Few shot prompting

We have already seen an example of few shot prompting, but we'll discuss it a bit more:

SYSTEM: You are an expense auditing engine. 
You output only valid JSON. You do not output conversational text.

USER:
### INSTRUCTIONS
Analyze the expense report below.
1. Extract "billable_items" (transport, lodging). Ignore personal items (food, entertainment).
2. Calculate "total_claim" by summing the cost of only the billable items.
3. Calculate "trip_duration_days" by counting the days between the start and end dates (inclusive).

Output valid JSON matching this schema:

{ 
	"billable_items": ["string", "string"], 
	"total_claim": number, 
	"trip_duration_days": number 
}

### EXAMPLES
Input: "Flew to London on March 1st ($300). Stayed at Marriott until March 3rd ($150). Dinner was $50."

Output: 
{ 
	"billable_items": ["Flight ($300)", "Marriott Hotel ($150)"], 
	"total_claim": 450, 
	"trip_duration_days": 3 
}

Input: 
"Rental car from June 10 to June 15 ($200).
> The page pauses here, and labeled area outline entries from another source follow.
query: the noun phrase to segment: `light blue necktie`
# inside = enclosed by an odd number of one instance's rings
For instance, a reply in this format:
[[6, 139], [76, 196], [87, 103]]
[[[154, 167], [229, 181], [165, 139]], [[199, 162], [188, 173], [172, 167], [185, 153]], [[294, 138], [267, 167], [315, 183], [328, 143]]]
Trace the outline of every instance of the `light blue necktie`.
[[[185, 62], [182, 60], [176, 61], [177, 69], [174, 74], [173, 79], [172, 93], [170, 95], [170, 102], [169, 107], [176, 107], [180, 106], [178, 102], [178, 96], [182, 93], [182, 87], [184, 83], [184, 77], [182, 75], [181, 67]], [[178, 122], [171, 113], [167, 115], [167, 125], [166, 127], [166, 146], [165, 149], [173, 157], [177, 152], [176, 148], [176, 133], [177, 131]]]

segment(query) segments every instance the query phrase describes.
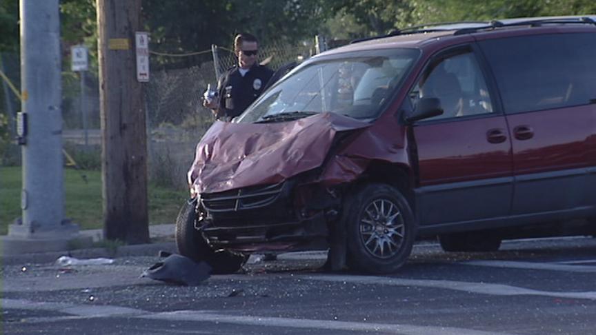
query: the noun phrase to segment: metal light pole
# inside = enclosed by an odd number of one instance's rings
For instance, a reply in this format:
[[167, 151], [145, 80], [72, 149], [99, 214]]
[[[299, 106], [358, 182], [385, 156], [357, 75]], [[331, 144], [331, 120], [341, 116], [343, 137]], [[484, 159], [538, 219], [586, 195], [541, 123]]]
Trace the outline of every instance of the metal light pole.
[[78, 227], [64, 220], [58, 6], [20, 2], [23, 218], [9, 227], [5, 254], [63, 250], [78, 237]]

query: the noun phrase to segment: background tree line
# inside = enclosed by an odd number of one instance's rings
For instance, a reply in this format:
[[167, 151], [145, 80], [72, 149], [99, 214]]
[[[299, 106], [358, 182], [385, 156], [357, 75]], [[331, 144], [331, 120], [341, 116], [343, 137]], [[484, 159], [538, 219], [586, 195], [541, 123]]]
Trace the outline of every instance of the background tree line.
[[[0, 52], [18, 51], [18, 0], [0, 2]], [[152, 49], [166, 53], [231, 47], [248, 31], [264, 43], [297, 43], [315, 34], [353, 39], [424, 23], [596, 13], [593, 0], [143, 0]], [[61, 0], [65, 44], [97, 41], [95, 0]], [[188, 66], [201, 61], [185, 58]], [[162, 59], [162, 61], [168, 61]]]

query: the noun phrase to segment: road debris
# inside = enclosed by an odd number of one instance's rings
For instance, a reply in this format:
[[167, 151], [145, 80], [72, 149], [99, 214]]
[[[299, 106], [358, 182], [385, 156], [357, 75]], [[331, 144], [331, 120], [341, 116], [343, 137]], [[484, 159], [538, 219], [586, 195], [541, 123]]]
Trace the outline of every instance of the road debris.
[[79, 259], [68, 256], [61, 256], [56, 260], [56, 265], [60, 266], [71, 265], [103, 265], [112, 264], [114, 260], [112, 258], [88, 258]]
[[188, 257], [172, 254], [141, 274], [156, 281], [186, 286], [196, 286], [209, 278], [211, 267], [205, 262], [195, 262]]

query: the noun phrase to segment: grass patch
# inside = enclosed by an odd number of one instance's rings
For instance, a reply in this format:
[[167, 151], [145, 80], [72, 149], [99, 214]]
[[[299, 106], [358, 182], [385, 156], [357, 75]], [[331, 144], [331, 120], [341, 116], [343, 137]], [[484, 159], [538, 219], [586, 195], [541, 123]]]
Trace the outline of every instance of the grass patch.
[[[0, 234], [7, 234], [8, 225], [21, 216], [21, 167], [0, 168]], [[81, 229], [103, 227], [101, 172], [65, 169], [64, 192], [67, 218]], [[173, 223], [178, 210], [188, 197], [186, 190], [152, 183], [148, 185], [148, 193], [150, 224]]]

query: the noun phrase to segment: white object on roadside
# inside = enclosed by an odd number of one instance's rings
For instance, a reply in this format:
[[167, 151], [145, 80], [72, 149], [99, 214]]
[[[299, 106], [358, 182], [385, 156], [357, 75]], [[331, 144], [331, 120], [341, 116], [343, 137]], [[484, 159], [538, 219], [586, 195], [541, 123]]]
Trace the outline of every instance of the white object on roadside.
[[106, 264], [112, 264], [114, 260], [111, 258], [88, 258], [79, 259], [74, 257], [69, 257], [68, 256], [61, 256], [56, 260], [56, 265], [60, 266], [70, 266], [70, 265], [103, 265]]

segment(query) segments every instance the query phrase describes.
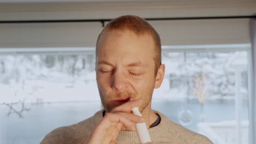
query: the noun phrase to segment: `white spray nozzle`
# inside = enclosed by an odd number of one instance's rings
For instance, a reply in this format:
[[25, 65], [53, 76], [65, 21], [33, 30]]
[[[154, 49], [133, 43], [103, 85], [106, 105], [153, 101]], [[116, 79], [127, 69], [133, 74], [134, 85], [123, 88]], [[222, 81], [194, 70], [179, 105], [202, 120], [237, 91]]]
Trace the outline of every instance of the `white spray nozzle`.
[[[133, 99], [132, 98], [131, 98], [130, 99], [130, 100], [133, 100]], [[139, 112], [138, 107], [135, 107], [132, 108], [132, 111], [133, 114], [138, 116], [142, 117], [142, 115], [141, 115], [141, 112]], [[151, 142], [150, 137], [149, 136], [148, 128], [147, 128], [147, 125], [145, 122], [136, 123], [135, 127], [136, 128], [137, 134], [139, 137], [141, 143], [144, 143], [149, 142]]]

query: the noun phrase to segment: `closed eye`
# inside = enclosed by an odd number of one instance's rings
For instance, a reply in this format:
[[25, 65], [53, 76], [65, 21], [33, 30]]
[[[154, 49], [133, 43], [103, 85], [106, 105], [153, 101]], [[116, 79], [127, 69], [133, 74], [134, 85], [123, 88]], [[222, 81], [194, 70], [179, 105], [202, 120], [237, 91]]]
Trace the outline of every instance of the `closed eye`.
[[130, 74], [133, 76], [139, 76], [141, 75], [141, 74], [135, 74], [135, 73], [130, 73]]

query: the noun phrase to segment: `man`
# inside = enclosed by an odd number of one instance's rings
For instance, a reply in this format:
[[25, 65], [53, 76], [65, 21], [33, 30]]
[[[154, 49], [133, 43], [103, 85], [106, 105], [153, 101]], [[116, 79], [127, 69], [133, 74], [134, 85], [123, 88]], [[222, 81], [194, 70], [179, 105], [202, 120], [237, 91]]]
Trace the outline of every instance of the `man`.
[[[143, 122], [153, 143], [212, 143], [151, 109], [152, 94], [161, 86], [165, 65], [159, 35], [147, 21], [131, 15], [110, 21], [98, 37], [96, 56], [97, 83], [104, 110], [53, 130], [41, 143], [139, 143], [135, 123]], [[136, 106], [143, 117], [132, 113]]]

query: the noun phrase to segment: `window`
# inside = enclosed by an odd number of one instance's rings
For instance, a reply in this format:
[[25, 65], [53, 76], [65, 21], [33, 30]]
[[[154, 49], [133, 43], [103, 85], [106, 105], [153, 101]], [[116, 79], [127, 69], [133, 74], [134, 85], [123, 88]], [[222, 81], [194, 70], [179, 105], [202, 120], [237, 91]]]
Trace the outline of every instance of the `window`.
[[[165, 79], [154, 92], [153, 108], [214, 143], [248, 143], [249, 49], [163, 46]], [[38, 143], [55, 128], [102, 108], [93, 49], [11, 50], [0, 55], [3, 143]]]

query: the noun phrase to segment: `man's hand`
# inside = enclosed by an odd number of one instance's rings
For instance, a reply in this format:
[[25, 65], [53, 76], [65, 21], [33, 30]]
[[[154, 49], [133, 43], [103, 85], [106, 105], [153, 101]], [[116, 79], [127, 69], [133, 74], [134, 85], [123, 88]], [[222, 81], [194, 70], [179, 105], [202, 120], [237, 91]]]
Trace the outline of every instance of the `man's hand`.
[[117, 143], [117, 137], [123, 125], [131, 127], [136, 123], [144, 122], [143, 118], [131, 112], [133, 107], [139, 106], [142, 103], [141, 99], [129, 101], [115, 107], [111, 112], [106, 113], [94, 129], [87, 143]]

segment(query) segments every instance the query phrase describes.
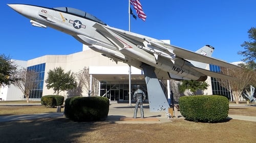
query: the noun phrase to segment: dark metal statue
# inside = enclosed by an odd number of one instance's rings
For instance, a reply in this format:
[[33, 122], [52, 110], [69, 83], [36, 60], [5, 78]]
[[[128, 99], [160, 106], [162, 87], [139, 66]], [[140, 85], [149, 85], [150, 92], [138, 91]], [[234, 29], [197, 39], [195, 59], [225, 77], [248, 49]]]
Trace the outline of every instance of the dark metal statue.
[[143, 101], [146, 99], [146, 95], [143, 91], [140, 89], [140, 85], [137, 85], [137, 90], [133, 94], [133, 99], [136, 101], [136, 105], [135, 105], [135, 109], [134, 110], [134, 118], [137, 118], [137, 111], [138, 111], [138, 107], [139, 105], [140, 106], [140, 113], [141, 118], [144, 118], [144, 111], [143, 107]]

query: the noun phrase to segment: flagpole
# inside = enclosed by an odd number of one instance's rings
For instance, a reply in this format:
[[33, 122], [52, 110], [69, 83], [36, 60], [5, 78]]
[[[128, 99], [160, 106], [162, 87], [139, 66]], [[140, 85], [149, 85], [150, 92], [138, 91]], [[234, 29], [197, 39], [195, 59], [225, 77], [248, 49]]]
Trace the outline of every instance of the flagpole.
[[[130, 14], [130, 1], [129, 0], [129, 4], [128, 5], [128, 15], [129, 16], [129, 32], [131, 32], [131, 14]], [[131, 87], [132, 87], [132, 81], [131, 81], [131, 73], [132, 71], [131, 71], [131, 65], [129, 65], [129, 105], [131, 106], [132, 105], [132, 90], [131, 90]]]
[[131, 14], [130, 14], [130, 10], [131, 10], [131, 4], [130, 4], [130, 1], [129, 0], [129, 4], [128, 5], [128, 15], [129, 16], [129, 32], [131, 32]]

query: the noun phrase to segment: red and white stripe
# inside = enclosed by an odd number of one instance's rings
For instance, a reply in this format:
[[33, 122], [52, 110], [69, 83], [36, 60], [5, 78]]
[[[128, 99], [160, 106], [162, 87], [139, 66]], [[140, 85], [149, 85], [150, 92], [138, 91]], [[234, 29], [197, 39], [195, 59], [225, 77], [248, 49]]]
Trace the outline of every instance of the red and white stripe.
[[145, 21], [146, 20], [146, 16], [142, 10], [142, 6], [140, 4], [139, 0], [130, 0], [130, 3], [133, 6], [133, 8], [136, 11], [138, 17]]

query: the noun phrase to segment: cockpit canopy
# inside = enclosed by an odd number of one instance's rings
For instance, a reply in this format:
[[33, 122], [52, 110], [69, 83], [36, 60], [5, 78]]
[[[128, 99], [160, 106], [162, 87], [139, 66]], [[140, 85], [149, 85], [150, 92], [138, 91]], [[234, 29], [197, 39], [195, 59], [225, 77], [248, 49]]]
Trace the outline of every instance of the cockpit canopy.
[[55, 8], [53, 9], [60, 11], [65, 13], [70, 13], [72, 14], [76, 15], [79, 17], [84, 18], [95, 22], [98, 22], [100, 24], [106, 25], [105, 23], [104, 23], [102, 21], [98, 19], [98, 18], [95, 16], [91, 15], [91, 14], [85, 12], [80, 10], [72, 8], [68, 8], [68, 7], [59, 7], [59, 8]]

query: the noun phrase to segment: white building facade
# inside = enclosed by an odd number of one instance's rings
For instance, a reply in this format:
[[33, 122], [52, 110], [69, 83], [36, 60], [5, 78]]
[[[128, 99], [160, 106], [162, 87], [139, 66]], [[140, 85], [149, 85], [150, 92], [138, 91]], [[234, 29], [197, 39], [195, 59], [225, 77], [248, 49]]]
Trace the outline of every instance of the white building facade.
[[[42, 96], [55, 94], [53, 89], [47, 89], [45, 82], [49, 70], [61, 67], [64, 69], [65, 72], [71, 70], [76, 73], [86, 67], [89, 68], [89, 74], [99, 81], [98, 94], [92, 96], [105, 96], [110, 101], [129, 101], [129, 66], [122, 62], [116, 63], [110, 58], [91, 50], [86, 45], [83, 46], [83, 50], [81, 52], [69, 55], [47, 55], [27, 62], [23, 62], [23, 64], [18, 64], [22, 65], [29, 69], [37, 71], [40, 77], [38, 88], [31, 91], [30, 100], [40, 100]], [[24, 65], [24, 63], [26, 64]], [[140, 84], [142, 90], [147, 94], [143, 71], [132, 66], [131, 73], [132, 93], [136, 90], [136, 85]], [[208, 77], [206, 81], [210, 86], [202, 93], [204, 95], [212, 95], [210, 77]], [[174, 92], [176, 100], [180, 96], [180, 93], [178, 92], [178, 82], [176, 81], [171, 82], [169, 89]], [[20, 92], [20, 90], [12, 89], [12, 86], [10, 86], [8, 89], [1, 89], [2, 95], [0, 96], [0, 96], [0, 98], [2, 97], [3, 100], [23, 100], [22, 93], [16, 93]], [[88, 91], [83, 89], [82, 96], [88, 96]], [[65, 98], [76, 96], [68, 95], [67, 91], [60, 92], [60, 95]], [[166, 95], [166, 98], [167, 97]], [[147, 97], [146, 99], [147, 99]]]

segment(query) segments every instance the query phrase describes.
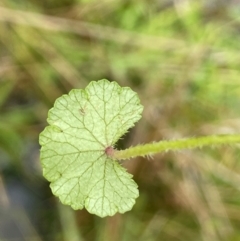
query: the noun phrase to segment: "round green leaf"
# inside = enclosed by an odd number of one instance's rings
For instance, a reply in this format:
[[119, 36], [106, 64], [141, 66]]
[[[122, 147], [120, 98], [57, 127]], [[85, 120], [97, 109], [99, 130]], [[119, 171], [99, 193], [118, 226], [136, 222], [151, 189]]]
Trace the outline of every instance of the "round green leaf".
[[100, 217], [124, 213], [138, 197], [137, 184], [111, 150], [141, 118], [135, 92], [108, 80], [92, 81], [58, 98], [40, 134], [41, 163], [52, 192], [73, 209]]

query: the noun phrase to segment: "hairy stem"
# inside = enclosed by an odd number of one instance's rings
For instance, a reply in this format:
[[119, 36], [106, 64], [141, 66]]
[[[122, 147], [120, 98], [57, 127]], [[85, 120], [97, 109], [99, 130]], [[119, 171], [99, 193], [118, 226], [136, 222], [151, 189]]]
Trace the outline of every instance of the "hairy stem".
[[121, 160], [137, 156], [151, 156], [153, 154], [166, 151], [192, 149], [196, 147], [217, 146], [233, 143], [240, 143], [240, 135], [214, 135], [171, 141], [160, 141], [156, 143], [130, 147], [125, 150], [115, 150], [112, 157], [117, 160]]

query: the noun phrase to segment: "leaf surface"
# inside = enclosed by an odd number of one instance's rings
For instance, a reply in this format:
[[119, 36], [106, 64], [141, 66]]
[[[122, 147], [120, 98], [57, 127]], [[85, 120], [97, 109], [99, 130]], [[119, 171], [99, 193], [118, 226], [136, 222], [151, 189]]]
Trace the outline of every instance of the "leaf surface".
[[92, 81], [56, 100], [49, 126], [40, 134], [40, 159], [62, 203], [100, 217], [132, 208], [137, 184], [106, 150], [134, 126], [142, 110], [135, 92], [108, 80]]

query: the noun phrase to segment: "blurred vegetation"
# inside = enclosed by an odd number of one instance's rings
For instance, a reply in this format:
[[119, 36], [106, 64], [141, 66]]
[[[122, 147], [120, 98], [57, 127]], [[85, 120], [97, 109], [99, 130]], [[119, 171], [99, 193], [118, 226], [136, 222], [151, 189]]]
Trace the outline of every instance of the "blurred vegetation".
[[238, 0], [1, 1], [0, 241], [240, 240], [238, 146], [124, 162], [140, 197], [101, 219], [53, 197], [38, 144], [55, 99], [102, 78], [145, 106], [119, 148], [239, 133], [239, 14]]

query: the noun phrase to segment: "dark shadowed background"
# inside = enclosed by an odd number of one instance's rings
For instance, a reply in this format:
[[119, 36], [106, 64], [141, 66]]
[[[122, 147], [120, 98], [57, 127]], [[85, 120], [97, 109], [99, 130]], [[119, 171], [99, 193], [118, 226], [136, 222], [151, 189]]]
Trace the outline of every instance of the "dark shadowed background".
[[143, 118], [118, 143], [240, 132], [240, 1], [0, 3], [0, 241], [238, 241], [239, 146], [135, 158], [140, 197], [99, 218], [42, 177], [55, 99], [91, 80], [129, 86]]

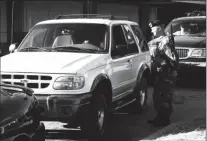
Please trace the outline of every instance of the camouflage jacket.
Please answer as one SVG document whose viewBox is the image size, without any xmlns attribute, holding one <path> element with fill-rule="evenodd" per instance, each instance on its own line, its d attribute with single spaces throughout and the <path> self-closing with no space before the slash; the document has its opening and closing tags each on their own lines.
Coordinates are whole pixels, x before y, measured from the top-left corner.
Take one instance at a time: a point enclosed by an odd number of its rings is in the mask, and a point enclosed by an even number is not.
<svg viewBox="0 0 207 141">
<path fill-rule="evenodd" d="M 179 57 L 174 47 L 172 36 L 160 36 L 156 40 L 157 47 L 151 52 L 151 56 L 158 75 L 163 77 L 174 76 L 178 69 Z"/>
</svg>

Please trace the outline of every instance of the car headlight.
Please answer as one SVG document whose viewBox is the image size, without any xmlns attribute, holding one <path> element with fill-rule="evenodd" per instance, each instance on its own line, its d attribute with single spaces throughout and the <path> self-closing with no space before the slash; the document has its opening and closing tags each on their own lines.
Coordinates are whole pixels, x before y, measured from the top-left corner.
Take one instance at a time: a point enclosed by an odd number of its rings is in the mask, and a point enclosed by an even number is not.
<svg viewBox="0 0 207 141">
<path fill-rule="evenodd" d="M 55 90 L 78 90 L 83 88 L 85 79 L 83 76 L 62 76 L 53 84 Z"/>
<path fill-rule="evenodd" d="M 191 57 L 202 57 L 203 50 L 202 49 L 194 49 L 191 53 Z"/>
</svg>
Bought snacks ($20)."

Output: 
{ 
	"billable_items": ["Rental Car ($200)"], 
	"total_claim": 200, 
	"trip_duration_days": 6 
}

Input: 
"Rental car from June 10 to June 15 ($200). Bought concert tickets ($100)."

Output: 
{ 
	"billable_items": ["Rental Car ($200)"], 
	"total_claim": 200, 
	"trip_duration_days": 6 
}

### DATA
[expense_message].       <-- We insert the actual message here.

### RESPONSE
JSON Output:

Here's what it does:

gives examples to show both the format and the logic. The LLM sees that:
- $300 + $150 equals 450
- June 10 to June 15 equals 6
- March 1st to March 3rd equals 3
- dinner and concert tickets (personal) are excluded
- flight and rental car (billable) are included
guides the LLM to inherit writing style and tone in string outputs.
- include emails
- include how you summarize
- include reasoning fields
guides the LLM how to handle edge cases.
- raising exceptions
- out of scope examples

But it is important to be careful with few shot prompting. Whatever you write in your prompt is biasing the model one way or another. Few shot prompting is a really easy way to bias the model towards a few examples you didn’t intend for.

If your user question happens to be very close but still have one defining difference from your example, you may end up having the model talk more about your example than content relevant to your example. e.g. “I have a stomach ulcer what should i do? i am allergic to antacids” with an example about another patient with stomach ulcer who is not allergic to antacids.

To really hyper-optimize few shot prompting, you can do more sophisticated things like dynamically choosing few shot samples based on the query.

Strategy 1: Pick examples that are most similar to your input. eg. you can do this by finding matches with the highest cosine similarity (cosine similarity closer to 1).
Strategy 2: Represent the spectrum of examples by carefully choosing few of them.
- few similar examples with the highest cosine similarity (cosine similarity closer to 1)
- few opposite examples with the lowest cosine similarity (cosine similarity closer to -1)
- few unrelated examples with cosine similarity closest to 0

Embeddings are not the only way to find similar values. You can also use heursitics, and filters such as: “only examples similar to the patient's profile” or "only examples from the patient's medical history".